Al estimar la necesidad de nuevos subterráneos en Nueva York, por ejemplo, hace casi medio siglo, el ingeniero de la Comisión de Servicios Públicos proporcionó el enunciado clásico de este planteamiento: «Necesariamente todas las líneas deben estar trazadas hacia el objetivo: Manhattan. Toda línea de tránsito que lleve gente a Manhattan aumenta su valor en bienes raíces. En consideración a su situación geográfica y comercial, el valor de la propiedad en la isla de Manhattan debe aumentar exactamente en la misma medida en que aumente la población en el territorio circundante». (..)
Ni siquiera había entrado en la nueva mente urbana la idea de que una ciudad no podría controlar su crecimiento sin controlar el desarrollo de sus tierras y que ni siquiera podría dejar espacio para sus mismos edificios públicos, en las ubicaciones convenientes, a menos que pudiera adquirir tierra mucho antes de que surgiera la necesidad concreta de ella. La noción misma de control público fue tabú desde el comienzo. Cuando se trataba de ganancias, se consideraba, con fidelidad a la teoría capitalista clásica, que los intereses privados eran superiores a los intereses públicos.

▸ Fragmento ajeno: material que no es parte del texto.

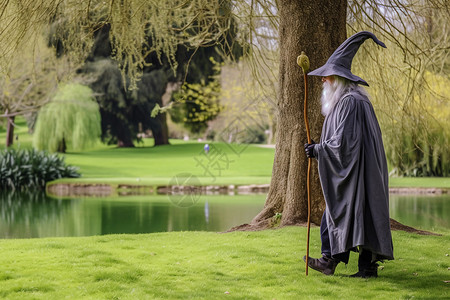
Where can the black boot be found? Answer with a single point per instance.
(368, 272)
(325, 264)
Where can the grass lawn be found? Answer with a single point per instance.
(201, 265)
(226, 164)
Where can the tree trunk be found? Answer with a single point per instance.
(9, 131)
(317, 27)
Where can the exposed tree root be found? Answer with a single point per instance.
(268, 224)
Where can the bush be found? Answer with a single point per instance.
(22, 169)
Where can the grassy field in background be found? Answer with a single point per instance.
(202, 265)
(227, 164)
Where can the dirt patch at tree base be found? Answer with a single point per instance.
(267, 224)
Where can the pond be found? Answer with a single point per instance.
(36, 215)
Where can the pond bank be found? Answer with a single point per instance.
(104, 190)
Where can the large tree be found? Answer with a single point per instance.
(317, 27)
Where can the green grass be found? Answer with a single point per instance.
(147, 165)
(201, 265)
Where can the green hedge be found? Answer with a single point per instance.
(24, 169)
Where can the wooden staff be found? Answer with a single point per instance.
(303, 62)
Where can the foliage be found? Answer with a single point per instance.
(205, 265)
(71, 117)
(199, 104)
(29, 169)
(169, 23)
(411, 96)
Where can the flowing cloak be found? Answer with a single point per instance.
(354, 178)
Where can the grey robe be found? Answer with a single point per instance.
(354, 177)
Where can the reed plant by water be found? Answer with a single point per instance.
(28, 168)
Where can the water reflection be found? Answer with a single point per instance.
(36, 215)
(421, 211)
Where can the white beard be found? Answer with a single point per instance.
(329, 98)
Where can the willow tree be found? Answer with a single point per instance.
(71, 118)
(411, 93)
(268, 29)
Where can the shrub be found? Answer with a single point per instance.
(22, 169)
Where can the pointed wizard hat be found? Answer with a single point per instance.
(340, 62)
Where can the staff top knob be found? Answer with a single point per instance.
(303, 62)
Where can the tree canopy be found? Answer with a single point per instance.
(71, 117)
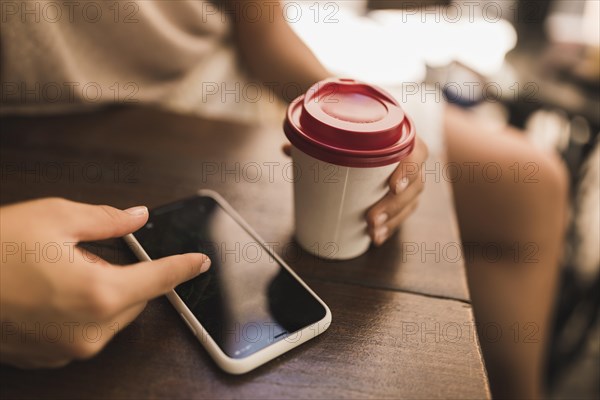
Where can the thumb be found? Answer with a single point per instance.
(91, 222)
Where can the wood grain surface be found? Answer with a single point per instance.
(403, 324)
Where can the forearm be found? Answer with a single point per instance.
(275, 55)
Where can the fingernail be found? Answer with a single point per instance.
(137, 211)
(381, 234)
(205, 265)
(380, 219)
(402, 184)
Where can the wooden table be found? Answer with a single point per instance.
(402, 319)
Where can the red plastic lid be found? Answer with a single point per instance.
(349, 123)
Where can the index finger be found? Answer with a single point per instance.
(409, 169)
(149, 279)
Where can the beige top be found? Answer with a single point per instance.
(65, 56)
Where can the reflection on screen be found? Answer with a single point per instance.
(246, 300)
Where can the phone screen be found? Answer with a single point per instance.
(247, 300)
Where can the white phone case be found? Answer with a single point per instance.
(239, 365)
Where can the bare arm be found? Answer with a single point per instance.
(271, 51)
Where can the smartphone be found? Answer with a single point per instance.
(249, 307)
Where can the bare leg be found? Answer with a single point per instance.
(512, 227)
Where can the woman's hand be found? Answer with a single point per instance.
(57, 301)
(406, 184)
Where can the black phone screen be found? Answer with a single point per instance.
(247, 300)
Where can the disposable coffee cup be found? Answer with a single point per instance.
(347, 138)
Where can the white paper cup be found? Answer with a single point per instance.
(347, 139)
(331, 202)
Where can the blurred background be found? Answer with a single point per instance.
(531, 64)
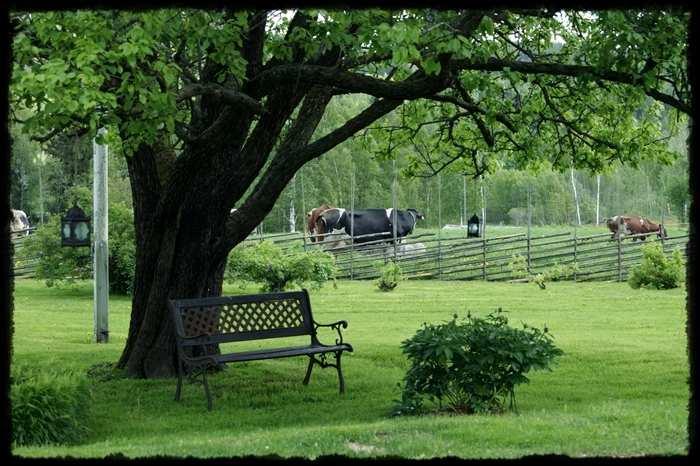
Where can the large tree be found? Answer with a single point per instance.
(219, 109)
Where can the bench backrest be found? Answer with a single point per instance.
(239, 318)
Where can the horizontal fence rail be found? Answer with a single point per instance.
(428, 255)
(25, 264)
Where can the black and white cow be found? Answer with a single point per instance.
(370, 224)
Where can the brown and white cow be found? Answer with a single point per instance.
(19, 223)
(312, 218)
(634, 225)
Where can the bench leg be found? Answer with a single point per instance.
(206, 389)
(308, 370)
(179, 380)
(340, 372)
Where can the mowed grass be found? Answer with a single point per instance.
(619, 390)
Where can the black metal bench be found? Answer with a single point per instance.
(202, 324)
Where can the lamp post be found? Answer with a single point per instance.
(473, 227)
(75, 228)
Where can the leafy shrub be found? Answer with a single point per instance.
(59, 265)
(279, 270)
(122, 249)
(389, 276)
(657, 271)
(518, 267)
(472, 366)
(48, 407)
(557, 272)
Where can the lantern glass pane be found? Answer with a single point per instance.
(81, 231)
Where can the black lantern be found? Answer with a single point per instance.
(473, 227)
(75, 228)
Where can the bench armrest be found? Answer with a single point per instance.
(336, 326)
(203, 344)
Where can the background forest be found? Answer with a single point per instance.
(50, 181)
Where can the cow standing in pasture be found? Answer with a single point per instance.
(368, 224)
(312, 218)
(19, 223)
(634, 225)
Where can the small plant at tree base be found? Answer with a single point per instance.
(389, 276)
(48, 407)
(657, 271)
(471, 366)
(279, 270)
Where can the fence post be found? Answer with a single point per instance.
(620, 226)
(575, 250)
(483, 259)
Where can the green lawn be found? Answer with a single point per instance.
(621, 388)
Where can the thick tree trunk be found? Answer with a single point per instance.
(183, 267)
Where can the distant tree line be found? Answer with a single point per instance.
(652, 189)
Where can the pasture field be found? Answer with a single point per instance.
(619, 390)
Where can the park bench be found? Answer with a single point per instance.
(202, 324)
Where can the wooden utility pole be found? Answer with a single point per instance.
(394, 203)
(100, 242)
(573, 186)
(620, 226)
(597, 201)
(483, 231)
(529, 227)
(439, 180)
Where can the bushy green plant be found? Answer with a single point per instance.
(518, 267)
(278, 270)
(59, 265)
(389, 276)
(657, 271)
(472, 366)
(122, 249)
(48, 407)
(555, 273)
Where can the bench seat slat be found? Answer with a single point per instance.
(272, 353)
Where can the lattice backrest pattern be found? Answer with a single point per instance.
(272, 315)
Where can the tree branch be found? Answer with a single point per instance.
(572, 71)
(228, 96)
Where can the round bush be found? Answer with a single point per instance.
(472, 366)
(657, 271)
(389, 276)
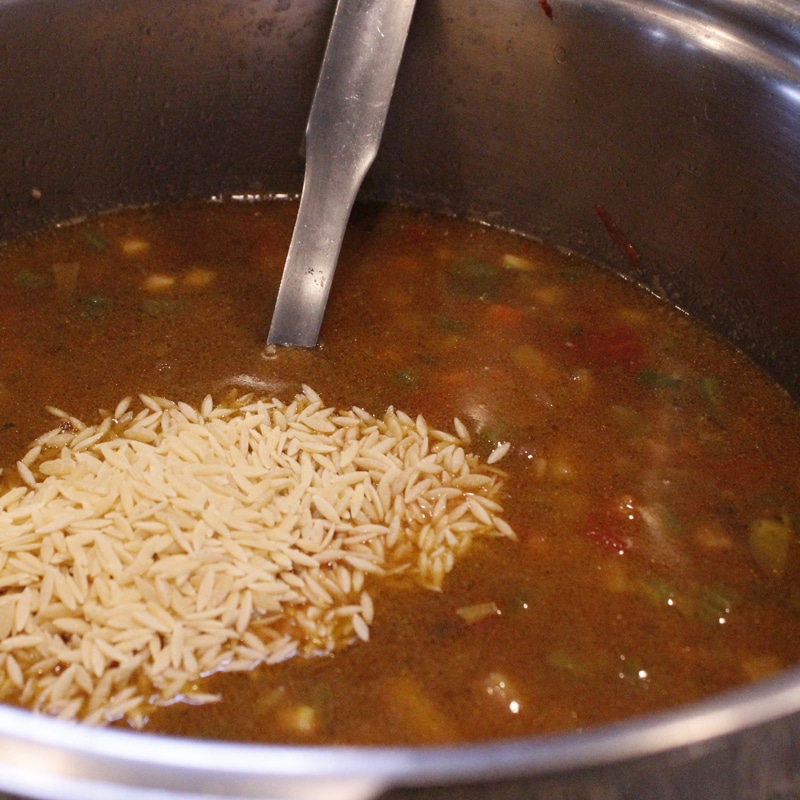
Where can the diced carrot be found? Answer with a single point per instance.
(416, 713)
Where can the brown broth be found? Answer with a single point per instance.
(644, 452)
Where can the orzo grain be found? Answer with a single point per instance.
(152, 548)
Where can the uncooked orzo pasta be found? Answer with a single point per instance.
(161, 545)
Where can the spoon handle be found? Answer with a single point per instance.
(344, 129)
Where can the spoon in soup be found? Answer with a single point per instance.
(344, 129)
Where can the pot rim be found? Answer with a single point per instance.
(30, 739)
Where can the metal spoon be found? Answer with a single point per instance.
(344, 129)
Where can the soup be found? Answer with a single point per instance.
(648, 471)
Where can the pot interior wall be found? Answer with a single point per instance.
(651, 136)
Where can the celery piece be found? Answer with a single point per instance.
(769, 544)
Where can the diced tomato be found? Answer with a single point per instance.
(611, 540)
(615, 526)
(619, 345)
(499, 315)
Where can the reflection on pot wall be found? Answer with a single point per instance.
(657, 136)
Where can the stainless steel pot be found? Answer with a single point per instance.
(659, 136)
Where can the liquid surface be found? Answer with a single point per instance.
(652, 470)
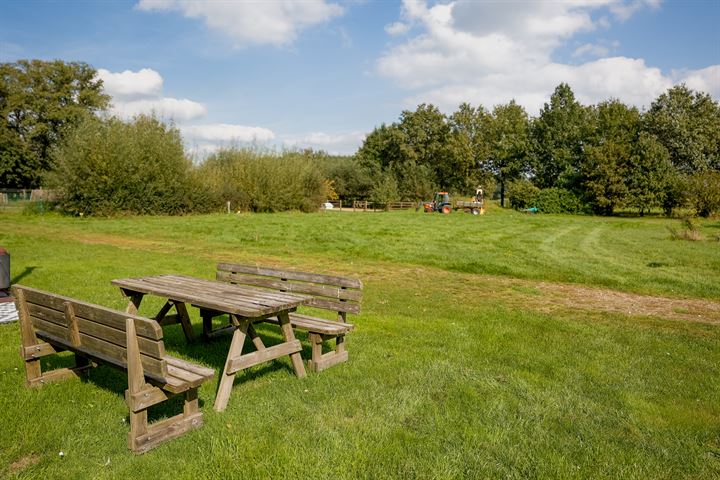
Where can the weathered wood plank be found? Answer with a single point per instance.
(227, 377)
(146, 397)
(213, 295)
(73, 330)
(291, 275)
(144, 327)
(328, 360)
(41, 325)
(118, 355)
(48, 314)
(191, 367)
(162, 431)
(289, 337)
(151, 348)
(328, 291)
(41, 349)
(269, 353)
(52, 376)
(39, 297)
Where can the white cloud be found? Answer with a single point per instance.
(208, 138)
(135, 93)
(624, 10)
(591, 49)
(275, 22)
(143, 83)
(492, 52)
(333, 143)
(706, 79)
(224, 132)
(165, 107)
(397, 28)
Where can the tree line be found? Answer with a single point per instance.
(570, 157)
(56, 132)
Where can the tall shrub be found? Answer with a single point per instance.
(107, 166)
(263, 181)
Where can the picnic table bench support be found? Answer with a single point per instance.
(182, 317)
(140, 396)
(33, 349)
(236, 361)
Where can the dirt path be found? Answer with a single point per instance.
(546, 297)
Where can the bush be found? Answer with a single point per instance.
(107, 166)
(522, 194)
(703, 192)
(263, 181)
(557, 200)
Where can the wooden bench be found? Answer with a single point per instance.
(336, 294)
(52, 323)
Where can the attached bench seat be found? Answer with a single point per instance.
(51, 323)
(333, 293)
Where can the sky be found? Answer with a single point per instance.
(324, 73)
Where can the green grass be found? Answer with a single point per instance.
(440, 383)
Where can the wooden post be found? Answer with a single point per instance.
(134, 299)
(289, 336)
(74, 336)
(33, 370)
(185, 321)
(136, 382)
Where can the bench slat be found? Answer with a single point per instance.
(320, 325)
(112, 318)
(119, 354)
(47, 314)
(191, 367)
(150, 348)
(292, 275)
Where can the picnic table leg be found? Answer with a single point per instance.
(184, 318)
(257, 341)
(226, 379)
(289, 336)
(134, 299)
(207, 317)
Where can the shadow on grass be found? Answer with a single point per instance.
(23, 274)
(213, 352)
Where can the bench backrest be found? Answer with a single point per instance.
(339, 294)
(92, 329)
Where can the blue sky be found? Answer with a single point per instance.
(323, 73)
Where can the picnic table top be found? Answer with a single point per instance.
(214, 295)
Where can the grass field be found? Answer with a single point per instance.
(468, 360)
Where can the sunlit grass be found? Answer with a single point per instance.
(440, 383)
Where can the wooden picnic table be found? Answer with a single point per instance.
(244, 305)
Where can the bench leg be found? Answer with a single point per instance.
(321, 361)
(289, 336)
(33, 349)
(226, 379)
(140, 396)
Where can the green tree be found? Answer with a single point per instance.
(704, 192)
(649, 176)
(559, 135)
(606, 164)
(508, 139)
(40, 102)
(107, 166)
(425, 133)
(687, 123)
(468, 146)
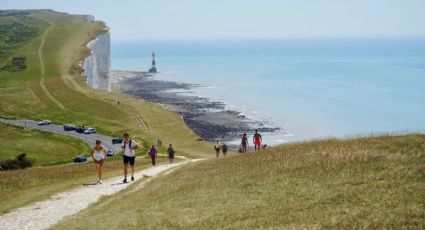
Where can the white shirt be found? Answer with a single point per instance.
(127, 151)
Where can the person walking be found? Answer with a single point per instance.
(98, 153)
(224, 149)
(257, 139)
(244, 143)
(217, 148)
(171, 153)
(129, 146)
(152, 153)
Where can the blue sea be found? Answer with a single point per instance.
(309, 88)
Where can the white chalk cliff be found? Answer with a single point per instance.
(98, 64)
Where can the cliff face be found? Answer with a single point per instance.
(98, 63)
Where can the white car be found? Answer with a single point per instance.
(90, 131)
(44, 122)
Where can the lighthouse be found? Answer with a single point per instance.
(153, 68)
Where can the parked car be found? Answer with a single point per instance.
(69, 127)
(110, 153)
(116, 141)
(80, 129)
(44, 122)
(80, 159)
(90, 131)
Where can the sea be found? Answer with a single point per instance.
(309, 88)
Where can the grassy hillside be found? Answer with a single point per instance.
(45, 148)
(51, 86)
(368, 183)
(22, 187)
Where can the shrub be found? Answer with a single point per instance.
(20, 162)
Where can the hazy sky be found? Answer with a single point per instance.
(235, 19)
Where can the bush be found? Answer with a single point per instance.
(20, 162)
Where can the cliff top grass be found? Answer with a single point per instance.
(366, 183)
(22, 187)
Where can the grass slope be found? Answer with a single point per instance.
(45, 148)
(21, 187)
(51, 86)
(372, 183)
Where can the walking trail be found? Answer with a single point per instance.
(44, 214)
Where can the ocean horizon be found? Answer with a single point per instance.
(311, 89)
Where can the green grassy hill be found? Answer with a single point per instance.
(43, 147)
(367, 183)
(45, 82)
(51, 86)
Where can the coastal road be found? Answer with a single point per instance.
(88, 138)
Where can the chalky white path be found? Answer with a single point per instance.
(43, 214)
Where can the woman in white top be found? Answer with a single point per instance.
(99, 154)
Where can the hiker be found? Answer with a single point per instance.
(129, 146)
(217, 148)
(98, 153)
(257, 139)
(224, 149)
(170, 153)
(152, 153)
(244, 143)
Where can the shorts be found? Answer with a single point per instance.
(128, 159)
(257, 142)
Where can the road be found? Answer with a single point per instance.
(88, 138)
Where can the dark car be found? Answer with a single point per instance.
(110, 153)
(69, 127)
(80, 129)
(116, 141)
(44, 122)
(90, 131)
(80, 159)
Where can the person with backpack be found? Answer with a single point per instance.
(170, 153)
(257, 140)
(217, 148)
(152, 153)
(244, 143)
(98, 154)
(129, 146)
(224, 149)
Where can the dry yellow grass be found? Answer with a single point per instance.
(370, 183)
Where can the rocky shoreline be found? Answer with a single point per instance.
(209, 119)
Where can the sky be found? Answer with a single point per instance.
(133, 20)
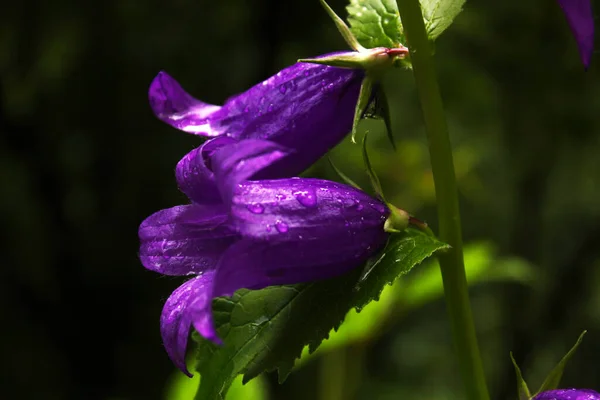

Cierto es que los poderes del Estado o el municipio no fueron nunca rechazados completamente por la empresa capitalista. Ávidamente, el capitalismo reclamaba grandes subvenciones y subsidios, o directamente regalos enormes, como los que promovieron en su origen los ferrocarriles del Oeste y como los que ahora, con no menor imprudencia, subvencionan los transportes aéreos y coches privados.
Así, la ciudad, a partir de comienzos del siglo XIX, no se consideró una institución pública sino una empresa comercial privada que se administraría de cualquier manera, siempre que pudiera aumentar el rendimiento del capital y promover la subida de los valores inmobiliarios. (..)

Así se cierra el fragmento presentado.